'Bored' museum security guard draws eyes on pricey Russian painting
Ever thought a museum artwork needed your special touch? One guard learned the hard way to leave art to the artists.
Gael Fashingbauer Cooper
CNET freelancer Gael Fashingbauer Cooper, a journalist and pop-culture junkie, is co-author of "Whatever Happened to Pudding Pops? The Lost Toys, Tastes and Trends of the '70s and '80s," as well as "The Totally Sweet '90s." If Marathon candy bars ever come back, she'll be first in line.
What is it with amateur artists believing they can improve acclaimed artwork? Yet another work of art has been altered by someone who had no business picking up a pen -- although this one at least seems easier to fix than most.
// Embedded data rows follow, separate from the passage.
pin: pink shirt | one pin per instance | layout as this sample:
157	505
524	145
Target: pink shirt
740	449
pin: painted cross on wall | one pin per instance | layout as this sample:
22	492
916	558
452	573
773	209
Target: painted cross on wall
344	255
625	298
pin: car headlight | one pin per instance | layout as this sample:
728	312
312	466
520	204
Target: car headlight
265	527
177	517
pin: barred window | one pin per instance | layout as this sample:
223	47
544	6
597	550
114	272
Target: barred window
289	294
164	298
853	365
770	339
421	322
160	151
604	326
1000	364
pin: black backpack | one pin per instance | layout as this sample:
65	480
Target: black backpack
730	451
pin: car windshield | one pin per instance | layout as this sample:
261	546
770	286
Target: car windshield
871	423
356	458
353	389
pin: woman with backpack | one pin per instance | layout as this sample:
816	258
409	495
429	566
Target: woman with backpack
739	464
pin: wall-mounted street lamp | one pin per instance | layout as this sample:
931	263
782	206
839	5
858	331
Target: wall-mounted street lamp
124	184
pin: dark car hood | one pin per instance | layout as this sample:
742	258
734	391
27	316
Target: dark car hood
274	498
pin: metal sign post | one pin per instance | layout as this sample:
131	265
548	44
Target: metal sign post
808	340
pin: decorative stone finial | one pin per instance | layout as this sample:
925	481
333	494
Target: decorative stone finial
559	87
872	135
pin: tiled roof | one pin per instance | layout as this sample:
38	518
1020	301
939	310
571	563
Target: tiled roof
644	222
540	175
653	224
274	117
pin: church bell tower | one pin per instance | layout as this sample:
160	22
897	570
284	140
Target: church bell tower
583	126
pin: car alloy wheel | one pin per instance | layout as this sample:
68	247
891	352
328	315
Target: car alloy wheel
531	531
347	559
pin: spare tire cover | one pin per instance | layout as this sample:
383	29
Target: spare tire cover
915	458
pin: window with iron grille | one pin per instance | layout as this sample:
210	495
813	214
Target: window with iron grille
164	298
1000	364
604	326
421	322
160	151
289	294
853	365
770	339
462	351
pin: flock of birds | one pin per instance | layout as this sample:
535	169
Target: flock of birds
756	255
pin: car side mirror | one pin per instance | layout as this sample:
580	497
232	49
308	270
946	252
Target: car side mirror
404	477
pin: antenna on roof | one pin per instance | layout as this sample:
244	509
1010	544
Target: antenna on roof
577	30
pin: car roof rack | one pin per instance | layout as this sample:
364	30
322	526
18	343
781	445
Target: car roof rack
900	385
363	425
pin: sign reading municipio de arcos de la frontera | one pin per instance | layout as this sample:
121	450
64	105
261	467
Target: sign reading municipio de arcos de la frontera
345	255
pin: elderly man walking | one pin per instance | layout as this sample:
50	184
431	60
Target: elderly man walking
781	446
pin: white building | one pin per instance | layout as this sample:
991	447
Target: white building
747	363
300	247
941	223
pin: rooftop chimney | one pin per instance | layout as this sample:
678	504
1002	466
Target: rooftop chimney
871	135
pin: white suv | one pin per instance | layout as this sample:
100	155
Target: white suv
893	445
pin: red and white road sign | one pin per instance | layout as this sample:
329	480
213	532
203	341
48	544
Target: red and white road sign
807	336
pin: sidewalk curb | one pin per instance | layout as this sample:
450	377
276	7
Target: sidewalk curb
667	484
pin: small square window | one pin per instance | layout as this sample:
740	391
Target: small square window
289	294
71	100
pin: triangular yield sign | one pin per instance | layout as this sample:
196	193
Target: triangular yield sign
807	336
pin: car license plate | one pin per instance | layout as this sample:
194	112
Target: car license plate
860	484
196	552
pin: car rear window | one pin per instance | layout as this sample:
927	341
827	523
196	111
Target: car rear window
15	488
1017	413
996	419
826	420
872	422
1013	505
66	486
Artist Anna Leporskaya's Three Figures painting recently was on exhibit at the Yeltsin Center in Yekaterinburg, Russia. The faces on the three figures were blank, with just a suggestion of features, until a bored security guard with a ballpoint pen decided two of them needed drawn-in eyes.
Britain's Daily Mail shared an image of the work both before and after it had been vandalized. The Yeltsin Center did not immediately respond to a request for comment.
According to the newspaper, the painting was on loan from Moscow's State Tretyakov Gallery, and was damaged by the security guard "after he is said to have became bored on his first day."
His first day quickly became his last day, as the guard got fired, and the artwork was sent back to its Moscow gallery. A restoration expert says the damage can be repaired, according to a statement from the Yeltsin Center cited by the paper. The statement noted that the guard was not employed by the center itself, but was hired by a private security organization.
The guard could face a $534 fine (£395, AU$744) and a one-year labor sentence. While the painting's value wasn't listed, it is insured for $1 million (£740,000, AU$1.3 million), and its restoration has been estimated at $3,342 (£2470, AU$4,657).